À l’échelle régionale, l’enjeu le plus important soulevé par les candidats des différents partis politiques dans Manicouagan demeure le prolongement de la route 138. Sur ce point, ils semblent tous avoir la même vision que la TROC Côte-Nord.

« On a des organismes communautaires sur la Basse-Côte-Nord. Bien malgré eux, ils se retrouvent retirés des services. Pour nous, il est difficile d’aller à leur rencontre. Cela implique des frais de déplacement élevés. Dans un contexte de sous-financement, ça n’a rien d’évident », soulève Mme Lamontagne.

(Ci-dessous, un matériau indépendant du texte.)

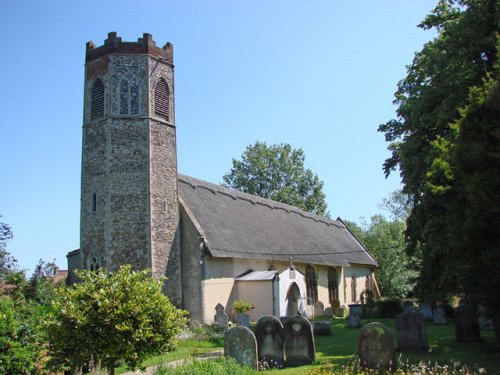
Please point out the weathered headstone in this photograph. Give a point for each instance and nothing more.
(319, 309)
(354, 318)
(485, 321)
(240, 344)
(376, 347)
(439, 316)
(220, 318)
(299, 341)
(321, 329)
(466, 324)
(426, 311)
(269, 335)
(411, 333)
(243, 320)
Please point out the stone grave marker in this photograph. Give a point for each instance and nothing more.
(240, 344)
(411, 333)
(439, 316)
(319, 309)
(466, 324)
(354, 318)
(220, 318)
(376, 347)
(299, 341)
(426, 310)
(269, 335)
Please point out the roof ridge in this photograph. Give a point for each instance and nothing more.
(254, 199)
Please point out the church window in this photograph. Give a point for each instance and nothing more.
(333, 286)
(94, 202)
(129, 96)
(94, 263)
(311, 285)
(97, 100)
(353, 289)
(162, 98)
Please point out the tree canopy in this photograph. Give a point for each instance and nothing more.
(111, 316)
(277, 172)
(445, 143)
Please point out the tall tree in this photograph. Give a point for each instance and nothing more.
(112, 316)
(434, 98)
(277, 172)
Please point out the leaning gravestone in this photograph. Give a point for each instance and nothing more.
(426, 310)
(466, 324)
(220, 318)
(411, 334)
(269, 334)
(439, 316)
(299, 341)
(354, 318)
(240, 344)
(376, 347)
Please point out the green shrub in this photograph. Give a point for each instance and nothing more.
(219, 366)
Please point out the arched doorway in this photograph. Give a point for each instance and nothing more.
(292, 297)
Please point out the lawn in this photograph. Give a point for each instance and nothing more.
(341, 348)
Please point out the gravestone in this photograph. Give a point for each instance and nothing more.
(354, 318)
(376, 347)
(269, 335)
(466, 324)
(220, 317)
(426, 311)
(243, 320)
(411, 333)
(240, 344)
(299, 341)
(485, 321)
(319, 309)
(439, 316)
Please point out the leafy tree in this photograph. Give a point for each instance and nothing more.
(385, 240)
(112, 316)
(446, 114)
(277, 172)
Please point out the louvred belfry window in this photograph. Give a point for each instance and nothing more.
(161, 98)
(97, 101)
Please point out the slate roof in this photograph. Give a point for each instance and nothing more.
(240, 225)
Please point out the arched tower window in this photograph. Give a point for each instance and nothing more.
(333, 285)
(129, 96)
(311, 285)
(97, 100)
(162, 95)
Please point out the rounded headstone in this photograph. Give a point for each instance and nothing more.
(376, 347)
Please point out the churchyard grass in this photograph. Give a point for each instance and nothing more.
(340, 349)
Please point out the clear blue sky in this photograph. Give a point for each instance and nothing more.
(318, 74)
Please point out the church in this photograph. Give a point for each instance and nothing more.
(214, 244)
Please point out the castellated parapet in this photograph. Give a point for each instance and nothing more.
(129, 203)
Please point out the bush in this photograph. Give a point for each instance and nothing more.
(219, 366)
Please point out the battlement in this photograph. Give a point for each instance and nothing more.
(144, 45)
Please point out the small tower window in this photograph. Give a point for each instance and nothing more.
(97, 100)
(129, 96)
(162, 98)
(94, 202)
(311, 285)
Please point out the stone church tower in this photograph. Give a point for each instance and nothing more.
(129, 203)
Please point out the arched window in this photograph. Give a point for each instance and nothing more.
(354, 294)
(333, 285)
(94, 263)
(311, 285)
(97, 100)
(129, 96)
(162, 95)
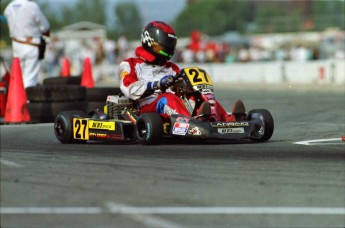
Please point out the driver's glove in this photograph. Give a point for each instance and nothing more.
(164, 83)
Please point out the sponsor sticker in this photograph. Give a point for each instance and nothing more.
(230, 124)
(180, 128)
(94, 124)
(237, 130)
(194, 131)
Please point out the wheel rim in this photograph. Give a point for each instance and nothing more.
(59, 128)
(142, 131)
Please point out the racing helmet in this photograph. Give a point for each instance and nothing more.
(159, 39)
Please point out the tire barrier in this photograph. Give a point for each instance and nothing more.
(47, 101)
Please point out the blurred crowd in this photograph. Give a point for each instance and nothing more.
(198, 48)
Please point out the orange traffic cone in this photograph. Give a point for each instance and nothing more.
(16, 108)
(65, 71)
(86, 77)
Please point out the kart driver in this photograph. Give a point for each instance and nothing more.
(144, 77)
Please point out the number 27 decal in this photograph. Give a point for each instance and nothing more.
(80, 129)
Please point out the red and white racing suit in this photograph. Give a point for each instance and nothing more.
(136, 73)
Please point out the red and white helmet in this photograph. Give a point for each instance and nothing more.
(159, 39)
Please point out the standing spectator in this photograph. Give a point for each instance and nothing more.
(27, 24)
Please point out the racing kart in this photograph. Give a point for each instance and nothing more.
(121, 120)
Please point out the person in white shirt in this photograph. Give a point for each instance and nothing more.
(27, 24)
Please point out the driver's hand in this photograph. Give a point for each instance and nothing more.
(164, 83)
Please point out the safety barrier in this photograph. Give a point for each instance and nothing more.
(311, 72)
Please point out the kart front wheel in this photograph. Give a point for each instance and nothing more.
(149, 128)
(63, 126)
(264, 127)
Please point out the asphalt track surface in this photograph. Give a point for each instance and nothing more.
(297, 179)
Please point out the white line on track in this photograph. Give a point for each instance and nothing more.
(116, 209)
(10, 163)
(321, 142)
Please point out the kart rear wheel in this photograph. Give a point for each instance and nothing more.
(149, 128)
(265, 129)
(63, 126)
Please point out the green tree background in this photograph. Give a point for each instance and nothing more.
(213, 17)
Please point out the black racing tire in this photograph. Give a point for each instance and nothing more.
(149, 129)
(63, 126)
(55, 93)
(265, 116)
(62, 81)
(101, 93)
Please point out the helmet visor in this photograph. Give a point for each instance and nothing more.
(162, 51)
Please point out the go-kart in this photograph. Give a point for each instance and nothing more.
(121, 120)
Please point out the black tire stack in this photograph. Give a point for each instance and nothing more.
(62, 94)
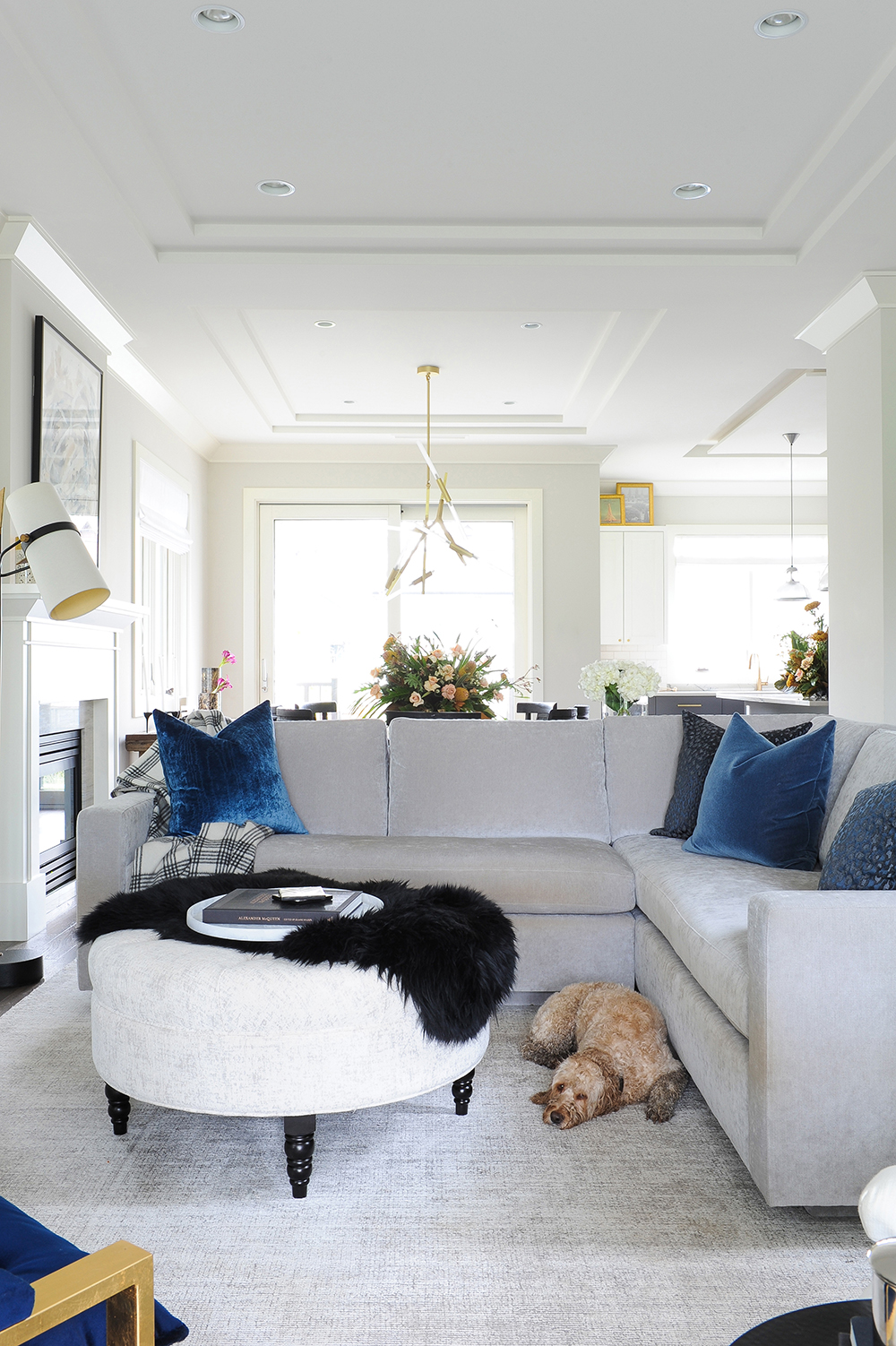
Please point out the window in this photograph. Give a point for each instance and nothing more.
(724, 606)
(160, 584)
(324, 613)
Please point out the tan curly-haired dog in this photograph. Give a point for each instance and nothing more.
(607, 1048)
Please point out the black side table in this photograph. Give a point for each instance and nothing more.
(815, 1326)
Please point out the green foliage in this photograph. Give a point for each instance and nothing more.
(806, 660)
(421, 676)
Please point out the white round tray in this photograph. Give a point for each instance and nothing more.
(263, 935)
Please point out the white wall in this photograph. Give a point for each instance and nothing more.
(861, 418)
(124, 420)
(571, 549)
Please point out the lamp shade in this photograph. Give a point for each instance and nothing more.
(70, 584)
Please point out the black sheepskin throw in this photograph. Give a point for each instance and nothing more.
(450, 949)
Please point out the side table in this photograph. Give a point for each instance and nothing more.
(820, 1324)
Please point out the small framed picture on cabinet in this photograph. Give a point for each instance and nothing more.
(638, 498)
(612, 511)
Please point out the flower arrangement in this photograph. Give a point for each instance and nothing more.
(806, 660)
(617, 683)
(421, 676)
(222, 681)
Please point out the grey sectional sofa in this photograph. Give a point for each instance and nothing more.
(780, 1000)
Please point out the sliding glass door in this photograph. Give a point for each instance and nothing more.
(323, 608)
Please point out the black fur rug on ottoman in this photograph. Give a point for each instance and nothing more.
(451, 951)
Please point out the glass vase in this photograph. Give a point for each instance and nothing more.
(209, 697)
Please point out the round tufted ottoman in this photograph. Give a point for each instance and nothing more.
(206, 1029)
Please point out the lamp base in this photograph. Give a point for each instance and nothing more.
(21, 967)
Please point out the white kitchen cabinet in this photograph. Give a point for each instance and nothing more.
(633, 587)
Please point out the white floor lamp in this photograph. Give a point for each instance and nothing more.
(70, 586)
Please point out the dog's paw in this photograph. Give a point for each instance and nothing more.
(665, 1094)
(539, 1054)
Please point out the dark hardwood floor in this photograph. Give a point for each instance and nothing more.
(56, 944)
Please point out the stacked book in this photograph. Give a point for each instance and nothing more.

La coordonnatrice de la TROC Côte-Nord demeure convaincue qu’un des moyens efficaces de combattre la pauvreté est d’assurer une répartition équitable de la richesse. À titre d’exemple, elle cite le faible nombre de logements sociaux et le coût excessif de certains loyers.

« Pour certains partis, ça ne semble pas faire partie de leur priorité. Ils sont un peu plus dans le capitalisme et se prononcent en faveur du retrait de certains droits. C’est un fait malheureux. Il faut donner davantage aux plus pauvres. C’est là l’essence même du communautaire », affirme-t-elle.

À titre personnel, elle s’inquiète sérieusement du fait que le droit à l’avortement ait de nouveau fait surface dans présente campagne électorale.  « Je trouve ça dangereux qu’on s’attaque à un tel acquis qui résulte de lutte sociale importante. Revenir là-dessus n’apporte rien de bon », demeure-t-elle convaincue. « J’ai l’impression qu’on recule de 50 à 60 ans. Ce débat ne devrait pas avoir lieu. Ça n’a pas de bon sens. »

Une chose est certaine, elle espère que le gouvernement au pouvoir saura se montrer davantage à l’écoute des gens. « Un député gagnant en est un qui est près des gens et qui se porte à la défense d’intérêts collectifs et non individuels, conclut-elle.